I'm non-English speaker so if I don't make myself clear, feel free to point it out. Thank you very much.
Considering making a multi-thread binary which requires high-performance. The common idea is to set the thread numbers to the cores number of CPU. Sometimes on hyper-threads CPU we can set to 2x. This should be the way during normal situation?
But I've been thinking of that when our program is running, there must be many OTHERS progresses running too. And also some of them are multi-thread. So, can I believe that in every "unit" of time, there are more threads than cpu cores are running.
Under this circumstance, how can we arrange numbers of threads our program use? Though I know the answer could be "CPU cores", but why?
I'm not very familiar with kernel theory of OS or CPU. So maybe this is a stupid question.
As far as I know, on Linux at least, the threads in your program will get allocated time in which to run on a more or less equal basis as other processes on your machine and whatever threads they have internally. So basically if your machine has a lot of work to do elsewhere the performance of your threads will suffer.
One can take steps to change this:
On Linux the nice command can be used to run your program with a higher priority, in which case one gets more processor time for ones threads.

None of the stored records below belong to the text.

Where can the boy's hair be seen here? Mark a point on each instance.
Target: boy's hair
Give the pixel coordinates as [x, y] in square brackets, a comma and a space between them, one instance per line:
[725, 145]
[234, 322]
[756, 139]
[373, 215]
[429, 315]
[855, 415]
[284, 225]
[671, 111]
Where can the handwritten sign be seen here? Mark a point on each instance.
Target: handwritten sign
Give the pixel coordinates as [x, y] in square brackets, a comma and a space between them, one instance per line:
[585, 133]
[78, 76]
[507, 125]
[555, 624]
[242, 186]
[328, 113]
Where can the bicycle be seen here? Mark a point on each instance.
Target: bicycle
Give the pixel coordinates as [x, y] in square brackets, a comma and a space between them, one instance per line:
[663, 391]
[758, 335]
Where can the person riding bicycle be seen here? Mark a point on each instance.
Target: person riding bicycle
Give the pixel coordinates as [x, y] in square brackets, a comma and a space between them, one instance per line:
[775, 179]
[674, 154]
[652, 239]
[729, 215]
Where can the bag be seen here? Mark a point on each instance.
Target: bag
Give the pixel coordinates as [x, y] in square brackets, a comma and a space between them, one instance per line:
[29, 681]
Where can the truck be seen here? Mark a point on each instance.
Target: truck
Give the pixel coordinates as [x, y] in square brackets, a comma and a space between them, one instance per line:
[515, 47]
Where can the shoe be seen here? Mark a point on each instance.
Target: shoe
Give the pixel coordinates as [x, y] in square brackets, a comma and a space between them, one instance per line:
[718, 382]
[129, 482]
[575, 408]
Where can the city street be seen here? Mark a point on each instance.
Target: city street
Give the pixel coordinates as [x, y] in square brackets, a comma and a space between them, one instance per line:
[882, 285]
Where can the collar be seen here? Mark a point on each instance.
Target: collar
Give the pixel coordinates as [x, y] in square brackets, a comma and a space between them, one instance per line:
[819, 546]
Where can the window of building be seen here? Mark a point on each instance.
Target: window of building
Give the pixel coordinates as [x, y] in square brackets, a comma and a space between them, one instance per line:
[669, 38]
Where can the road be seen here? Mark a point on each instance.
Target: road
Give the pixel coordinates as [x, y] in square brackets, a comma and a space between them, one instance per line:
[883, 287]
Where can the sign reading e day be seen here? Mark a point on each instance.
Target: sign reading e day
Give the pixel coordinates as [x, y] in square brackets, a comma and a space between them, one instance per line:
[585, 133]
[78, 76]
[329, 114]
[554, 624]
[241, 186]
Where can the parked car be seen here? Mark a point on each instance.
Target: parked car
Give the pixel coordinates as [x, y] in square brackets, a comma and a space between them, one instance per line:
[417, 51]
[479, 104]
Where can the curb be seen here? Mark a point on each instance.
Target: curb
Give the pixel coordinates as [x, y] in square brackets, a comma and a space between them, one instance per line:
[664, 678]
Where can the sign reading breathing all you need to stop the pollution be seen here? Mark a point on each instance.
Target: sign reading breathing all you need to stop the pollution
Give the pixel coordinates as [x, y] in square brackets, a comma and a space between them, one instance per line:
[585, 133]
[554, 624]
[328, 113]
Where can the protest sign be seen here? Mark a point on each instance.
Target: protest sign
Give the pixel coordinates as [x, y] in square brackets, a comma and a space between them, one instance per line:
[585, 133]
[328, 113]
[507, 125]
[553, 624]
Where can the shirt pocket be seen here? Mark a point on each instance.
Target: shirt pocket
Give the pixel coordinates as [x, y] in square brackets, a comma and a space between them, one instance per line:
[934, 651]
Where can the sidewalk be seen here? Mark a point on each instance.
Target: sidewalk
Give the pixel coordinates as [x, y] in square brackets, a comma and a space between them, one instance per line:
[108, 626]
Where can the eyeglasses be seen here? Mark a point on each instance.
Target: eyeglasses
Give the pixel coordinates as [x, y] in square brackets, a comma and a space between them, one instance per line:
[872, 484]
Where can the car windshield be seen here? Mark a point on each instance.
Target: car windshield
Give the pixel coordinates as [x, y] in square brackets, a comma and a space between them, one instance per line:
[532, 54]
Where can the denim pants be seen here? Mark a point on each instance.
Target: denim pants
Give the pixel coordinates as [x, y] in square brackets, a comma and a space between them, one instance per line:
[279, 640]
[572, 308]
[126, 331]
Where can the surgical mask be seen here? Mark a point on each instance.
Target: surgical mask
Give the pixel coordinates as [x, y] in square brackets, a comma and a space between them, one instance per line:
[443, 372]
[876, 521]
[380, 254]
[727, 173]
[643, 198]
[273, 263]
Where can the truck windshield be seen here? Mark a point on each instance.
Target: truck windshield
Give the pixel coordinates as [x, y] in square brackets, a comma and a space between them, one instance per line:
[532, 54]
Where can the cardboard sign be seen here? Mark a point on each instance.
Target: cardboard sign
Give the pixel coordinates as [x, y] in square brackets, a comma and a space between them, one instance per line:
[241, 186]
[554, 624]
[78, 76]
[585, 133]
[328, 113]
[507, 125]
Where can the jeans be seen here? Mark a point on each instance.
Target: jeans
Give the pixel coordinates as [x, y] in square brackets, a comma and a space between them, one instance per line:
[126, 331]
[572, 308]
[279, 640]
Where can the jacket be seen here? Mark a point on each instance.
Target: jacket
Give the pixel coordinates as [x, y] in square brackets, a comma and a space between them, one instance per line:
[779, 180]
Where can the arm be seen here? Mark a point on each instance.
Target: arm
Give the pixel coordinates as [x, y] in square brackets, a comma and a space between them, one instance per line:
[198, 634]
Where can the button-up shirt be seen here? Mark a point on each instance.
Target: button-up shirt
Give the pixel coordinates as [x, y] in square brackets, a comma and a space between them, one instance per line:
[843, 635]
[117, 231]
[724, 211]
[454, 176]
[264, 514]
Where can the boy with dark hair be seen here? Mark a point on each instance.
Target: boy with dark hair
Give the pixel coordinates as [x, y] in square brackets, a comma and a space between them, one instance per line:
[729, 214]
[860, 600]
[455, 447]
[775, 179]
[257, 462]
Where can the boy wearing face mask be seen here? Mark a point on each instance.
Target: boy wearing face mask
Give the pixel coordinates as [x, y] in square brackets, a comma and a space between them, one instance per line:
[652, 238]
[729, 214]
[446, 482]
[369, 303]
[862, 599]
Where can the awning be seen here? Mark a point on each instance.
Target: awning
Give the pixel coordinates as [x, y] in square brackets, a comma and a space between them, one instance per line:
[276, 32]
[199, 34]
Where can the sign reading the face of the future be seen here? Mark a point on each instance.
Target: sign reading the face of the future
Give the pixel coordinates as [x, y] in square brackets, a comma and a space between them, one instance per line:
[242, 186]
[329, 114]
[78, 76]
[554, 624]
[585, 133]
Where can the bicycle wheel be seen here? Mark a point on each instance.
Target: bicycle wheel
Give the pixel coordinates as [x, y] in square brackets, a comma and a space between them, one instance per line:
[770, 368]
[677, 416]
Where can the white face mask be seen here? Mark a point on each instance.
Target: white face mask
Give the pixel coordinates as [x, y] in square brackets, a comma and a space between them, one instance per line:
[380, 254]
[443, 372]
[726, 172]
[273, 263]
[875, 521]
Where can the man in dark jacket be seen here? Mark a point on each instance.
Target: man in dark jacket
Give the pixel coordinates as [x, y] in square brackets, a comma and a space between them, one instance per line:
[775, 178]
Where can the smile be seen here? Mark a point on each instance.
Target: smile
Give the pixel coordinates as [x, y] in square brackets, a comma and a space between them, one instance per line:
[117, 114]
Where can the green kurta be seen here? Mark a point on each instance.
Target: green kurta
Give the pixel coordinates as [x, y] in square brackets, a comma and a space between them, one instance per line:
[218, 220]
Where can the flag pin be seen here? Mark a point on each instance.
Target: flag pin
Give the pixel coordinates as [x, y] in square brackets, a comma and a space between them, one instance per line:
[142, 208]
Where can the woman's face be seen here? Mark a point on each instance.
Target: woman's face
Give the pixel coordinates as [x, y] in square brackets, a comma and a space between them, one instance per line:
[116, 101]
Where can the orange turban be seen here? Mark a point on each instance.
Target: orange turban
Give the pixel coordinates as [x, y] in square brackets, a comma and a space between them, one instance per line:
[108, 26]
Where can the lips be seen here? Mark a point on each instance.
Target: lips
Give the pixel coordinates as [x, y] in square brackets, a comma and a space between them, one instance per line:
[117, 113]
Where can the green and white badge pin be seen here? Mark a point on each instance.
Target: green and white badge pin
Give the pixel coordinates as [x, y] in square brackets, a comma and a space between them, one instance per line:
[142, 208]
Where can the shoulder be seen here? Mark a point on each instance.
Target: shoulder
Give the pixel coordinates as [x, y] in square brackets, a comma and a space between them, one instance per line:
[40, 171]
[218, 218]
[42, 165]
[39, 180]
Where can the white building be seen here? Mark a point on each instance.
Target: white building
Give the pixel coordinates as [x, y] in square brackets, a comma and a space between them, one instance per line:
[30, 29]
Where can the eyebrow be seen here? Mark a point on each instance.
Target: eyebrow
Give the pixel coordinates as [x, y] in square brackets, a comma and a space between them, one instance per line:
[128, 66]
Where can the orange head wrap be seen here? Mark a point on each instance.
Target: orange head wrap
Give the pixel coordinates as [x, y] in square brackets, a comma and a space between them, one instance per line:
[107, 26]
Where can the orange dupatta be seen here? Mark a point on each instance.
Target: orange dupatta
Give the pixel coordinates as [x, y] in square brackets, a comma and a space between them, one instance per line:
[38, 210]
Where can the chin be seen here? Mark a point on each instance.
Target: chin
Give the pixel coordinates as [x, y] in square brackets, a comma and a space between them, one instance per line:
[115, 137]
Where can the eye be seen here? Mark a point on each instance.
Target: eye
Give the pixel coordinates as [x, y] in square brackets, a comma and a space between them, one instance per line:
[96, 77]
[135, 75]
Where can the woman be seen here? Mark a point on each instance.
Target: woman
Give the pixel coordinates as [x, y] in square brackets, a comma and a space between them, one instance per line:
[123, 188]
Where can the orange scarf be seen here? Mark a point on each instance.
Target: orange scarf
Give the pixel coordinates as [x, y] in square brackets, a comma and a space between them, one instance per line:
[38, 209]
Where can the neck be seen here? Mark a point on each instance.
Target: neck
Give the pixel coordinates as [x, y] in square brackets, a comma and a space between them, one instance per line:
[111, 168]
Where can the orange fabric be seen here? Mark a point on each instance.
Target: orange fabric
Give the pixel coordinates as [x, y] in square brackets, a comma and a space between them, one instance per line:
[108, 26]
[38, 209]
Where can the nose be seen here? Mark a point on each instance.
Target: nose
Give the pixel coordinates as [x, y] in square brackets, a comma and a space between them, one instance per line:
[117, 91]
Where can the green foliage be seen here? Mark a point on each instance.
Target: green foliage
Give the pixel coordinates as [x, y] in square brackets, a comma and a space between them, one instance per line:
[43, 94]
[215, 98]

On a multi-core machine one can prevent the Linux kernel from running processes on one or more cores. Then one can runs ones own process on those "reserved" cores. See the isolcpus kernal boot parameter. This way ones threads can have 100% useage of a core with no interference from other processes. Use the Linux taskset command to run ones processes on those reserved cores.
Thank you for your reply!
So as my understanding, whatever how manu threads running at the same time, they will be allocated with limited times for CPU to execute and switch to next one?
But still I have the question: how can we measure a progress's thread number? For example if I set it to 3x of CPU cores, then what will happen? (I think it will cause loss of performance, but why?)

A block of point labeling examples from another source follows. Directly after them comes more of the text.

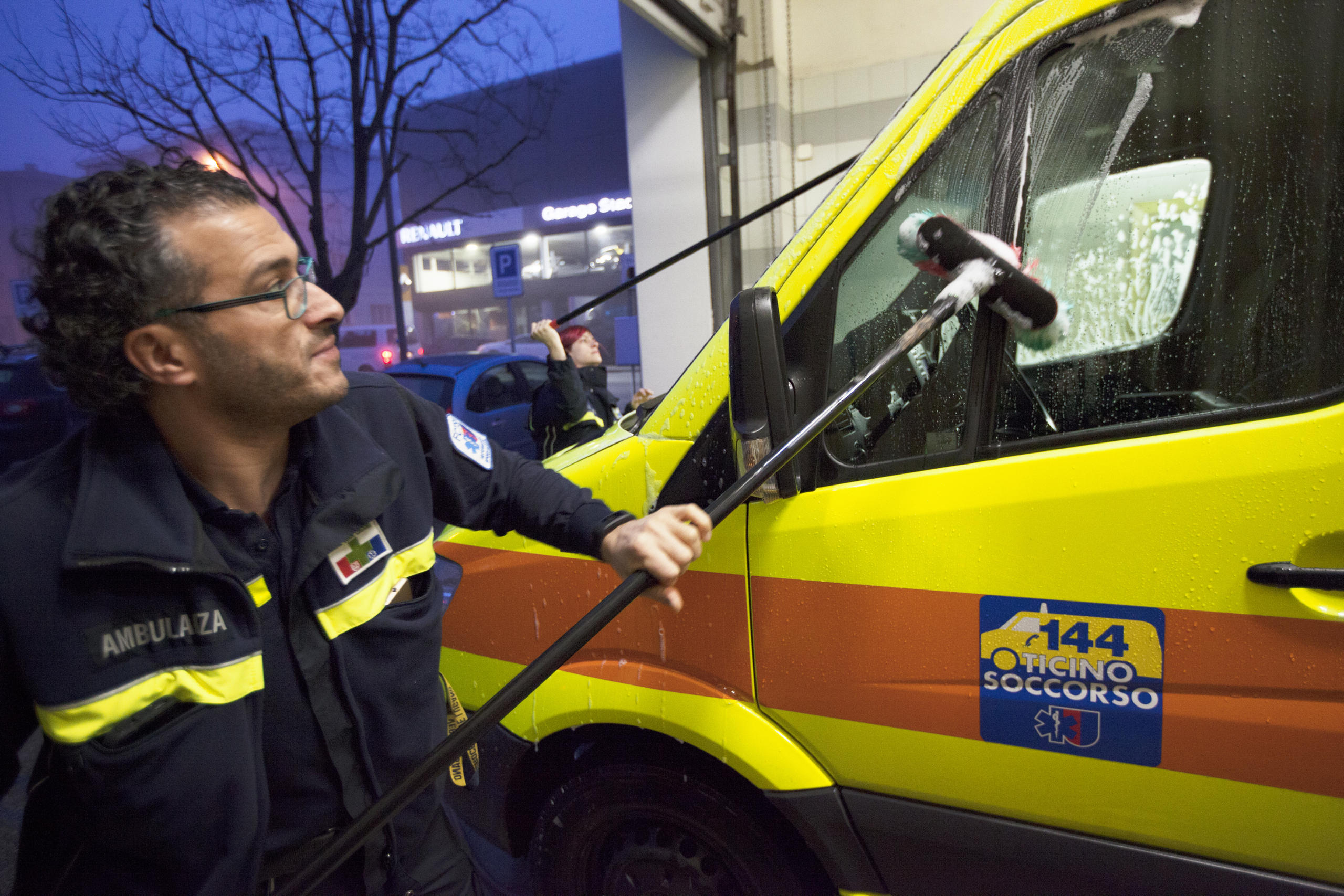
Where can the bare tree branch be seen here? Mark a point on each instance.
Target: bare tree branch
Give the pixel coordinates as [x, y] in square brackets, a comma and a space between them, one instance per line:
[311, 101]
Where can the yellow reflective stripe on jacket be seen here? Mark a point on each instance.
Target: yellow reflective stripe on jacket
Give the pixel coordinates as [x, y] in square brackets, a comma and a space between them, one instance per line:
[370, 601]
[588, 418]
[257, 587]
[225, 683]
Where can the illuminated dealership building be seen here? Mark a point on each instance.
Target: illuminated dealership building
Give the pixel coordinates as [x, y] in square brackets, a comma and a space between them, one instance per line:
[570, 217]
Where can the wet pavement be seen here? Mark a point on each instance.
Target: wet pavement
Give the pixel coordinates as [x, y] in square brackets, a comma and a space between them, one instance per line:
[500, 873]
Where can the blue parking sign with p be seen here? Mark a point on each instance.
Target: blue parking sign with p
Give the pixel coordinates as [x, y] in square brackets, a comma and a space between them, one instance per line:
[507, 270]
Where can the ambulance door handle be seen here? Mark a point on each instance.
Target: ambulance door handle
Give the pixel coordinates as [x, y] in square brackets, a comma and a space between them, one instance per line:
[1288, 575]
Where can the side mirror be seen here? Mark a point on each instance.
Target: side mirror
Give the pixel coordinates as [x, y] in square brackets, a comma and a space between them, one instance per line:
[759, 397]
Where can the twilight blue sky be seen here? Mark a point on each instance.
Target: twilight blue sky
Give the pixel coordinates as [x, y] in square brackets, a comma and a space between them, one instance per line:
[584, 30]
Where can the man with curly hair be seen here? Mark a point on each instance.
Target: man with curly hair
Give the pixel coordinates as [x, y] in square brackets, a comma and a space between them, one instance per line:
[221, 605]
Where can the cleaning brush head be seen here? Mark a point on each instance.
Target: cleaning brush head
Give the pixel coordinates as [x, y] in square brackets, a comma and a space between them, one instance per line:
[1027, 305]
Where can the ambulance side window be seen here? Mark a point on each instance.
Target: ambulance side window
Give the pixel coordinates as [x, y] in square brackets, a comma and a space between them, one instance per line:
[920, 406]
[1186, 198]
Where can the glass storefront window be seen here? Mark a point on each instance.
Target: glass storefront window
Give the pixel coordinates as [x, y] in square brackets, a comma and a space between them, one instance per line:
[531, 249]
[433, 272]
[598, 249]
[606, 246]
[563, 256]
[472, 265]
[483, 324]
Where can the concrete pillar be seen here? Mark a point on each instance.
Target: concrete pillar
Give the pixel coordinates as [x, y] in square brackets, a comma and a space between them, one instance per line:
[664, 129]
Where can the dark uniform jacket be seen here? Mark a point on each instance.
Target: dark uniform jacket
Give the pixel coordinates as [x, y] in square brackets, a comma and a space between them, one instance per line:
[573, 406]
[132, 644]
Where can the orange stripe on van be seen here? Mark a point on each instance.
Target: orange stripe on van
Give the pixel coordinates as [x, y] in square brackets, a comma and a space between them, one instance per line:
[1247, 698]
[1256, 699]
[512, 605]
[896, 657]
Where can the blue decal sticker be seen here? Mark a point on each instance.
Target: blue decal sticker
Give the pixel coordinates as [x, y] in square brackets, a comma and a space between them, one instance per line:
[469, 442]
[1079, 679]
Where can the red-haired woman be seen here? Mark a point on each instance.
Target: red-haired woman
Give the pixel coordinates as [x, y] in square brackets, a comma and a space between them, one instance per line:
[574, 405]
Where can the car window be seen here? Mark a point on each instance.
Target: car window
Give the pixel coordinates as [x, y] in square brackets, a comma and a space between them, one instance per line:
[358, 338]
[1186, 198]
[492, 390]
[534, 375]
[436, 388]
[920, 406]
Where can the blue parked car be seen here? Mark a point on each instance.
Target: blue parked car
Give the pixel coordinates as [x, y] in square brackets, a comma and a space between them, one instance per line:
[34, 414]
[490, 393]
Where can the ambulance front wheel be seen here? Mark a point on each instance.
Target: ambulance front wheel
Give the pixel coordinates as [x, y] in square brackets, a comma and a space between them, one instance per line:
[637, 830]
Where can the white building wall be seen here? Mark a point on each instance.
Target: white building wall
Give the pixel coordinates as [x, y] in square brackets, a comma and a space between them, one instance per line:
[817, 80]
[663, 120]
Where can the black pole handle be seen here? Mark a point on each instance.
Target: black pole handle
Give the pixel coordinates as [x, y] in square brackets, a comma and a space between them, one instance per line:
[537, 672]
[1287, 575]
[717, 236]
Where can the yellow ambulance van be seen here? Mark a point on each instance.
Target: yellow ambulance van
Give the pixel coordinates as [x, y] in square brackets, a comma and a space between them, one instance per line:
[1042, 623]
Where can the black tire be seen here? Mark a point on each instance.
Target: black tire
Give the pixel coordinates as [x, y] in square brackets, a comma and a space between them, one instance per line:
[644, 830]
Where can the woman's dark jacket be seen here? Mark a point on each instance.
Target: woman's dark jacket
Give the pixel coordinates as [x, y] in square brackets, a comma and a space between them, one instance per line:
[573, 406]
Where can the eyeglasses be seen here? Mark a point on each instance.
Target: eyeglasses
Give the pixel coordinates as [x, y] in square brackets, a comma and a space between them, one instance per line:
[295, 293]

Perhaps to simplify the discussion, forget about multi-core CPU and hyper threading. Let’s think about a single core CPU. The same situation happens when there are many processes (or threads) that need to make progress, but only one can make progress at any point in time (I.e., the one currently being executed by the CPU). That is called concurrency, which is different to parallelism. So, you can imagine that, on this single core CPU, 3 concurrent processes would all make progress faster (on average) than 100 concurrent processes. The entity in charge of deciding which process/thread makes progress is called the scheduler, which is one part of many operating systems.
There are different scenarios to consider. For example:
One has a few threads that do a lot of compute work and little waiting on I/O. In that case one might want to have one thread per core to get the maximum work done out of each core.
Perhaps those threads are compute intensive but do actually spend 50% of their time waiting on input. In that case one has 50% idle time if one does as in 1). So it would be better to put 2 threads in each core.
Perhaps, with hyper-threaded cores it turns out to be better to run 2 compute intensive threads on a core to make maximum usage of the cores resources.
Of course ones actual application work load and I/O demands will be somewhere on a spectrum between those simply stated scenarios.
At the end of the day I think one will have to tune ones solution to find the optimal number of reserved cores, threads per core etc to match the processor architecture, available cores to the demands of ones application. Measure the performance of your application, tweak things, measure again.
So the exact work of every threads do could lead different strategies. I have not considered this situation.
All in all, seems that there is not a "typical" answer of my question exists, it depends on the percentages of IO and compute?
There is no typical answer. It all depends on the I/O and compute your application needs to do. The work loads it actually sees in use.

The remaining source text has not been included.